Feature Identification Using Interpretability Machine Learning Predicting Risk Factors for Disease Severity of In-Patients with COVID-19 in South Florida

Diagnostics (Basel). 2024 Aug 26;14(17):1866. doi: 10.3390/diagnostics14171866.

Abstract

Objective: The objective of the study was to establish an AI-driven decision support system by identifying the most important features in the severity of disease for Intensive Care Unit (ICU) with Mechanical Ventilation (MV) requirement, ICU, and InterMediate Care Unit (IMCU) admission for hospitalized patients with COVID-19 in South Florida. The features implicated in the risk factors identified by the model interpretability can be used to forecast treatment plans faster before critical conditions exacerbate. Methods: We analyzed eHR data from 5371 patients diagnosed with COVID-19 from South Florida Memorial Healthcare Systems admitted between March 2020 and January 2021 to predict the need for ICU with MV, ICU, and IMCU admission. A Random Forest classifier was trained on patients' data augmented by SMOTE, collected at hospital admission. We then compared the importance of features utilizing different model interpretability analyses, such as SHAP, MDI, and Permutation Importance.

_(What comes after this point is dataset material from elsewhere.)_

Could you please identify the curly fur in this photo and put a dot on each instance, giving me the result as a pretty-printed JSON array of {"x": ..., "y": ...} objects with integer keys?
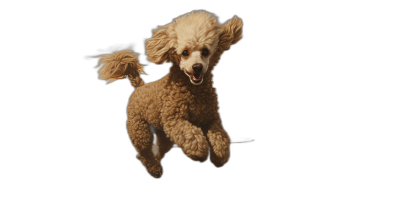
[{"x": 173, "y": 110}]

Results: The models for ICU with MV, ICU, and IMCU admission identified the following factors overlapping as the most important predictors among the three outcomes: age, race, sex, BMI, diarrhea, diabetes, hypertension, early stages of kidney disease, and pneumonia. It was observed that individuals over 65 years ('older adults'), males, current smokers, and BMI classified as 'overweight' and 'obese' were at greater risk of severity of illness. The severity was intensified by the co-occurrence of two interacting features (e.g., diarrhea and diabetes). Conclusions: The top features identified by the models' interpretability were from the 'sociodemographic characteristics', 'pre-hospital comorbidities', and 'medications' categories. However, 'pre-hospital comorbidities' played a vital role in different critical conditions. In addition to individual feature importance, the feature interactions also provide crucial information for predicting the most likely outcome of patients' conditions when urgent treatment plans are needed during the surge of patients during the pandemic.

Keywords: COVID-19 predictive model; Gini index; SHAP; caring data science; permutation-based interpretation; random forest classifier.

Grants and funding

Internal grant funding from Florida Atlantic University Center for SMART Health.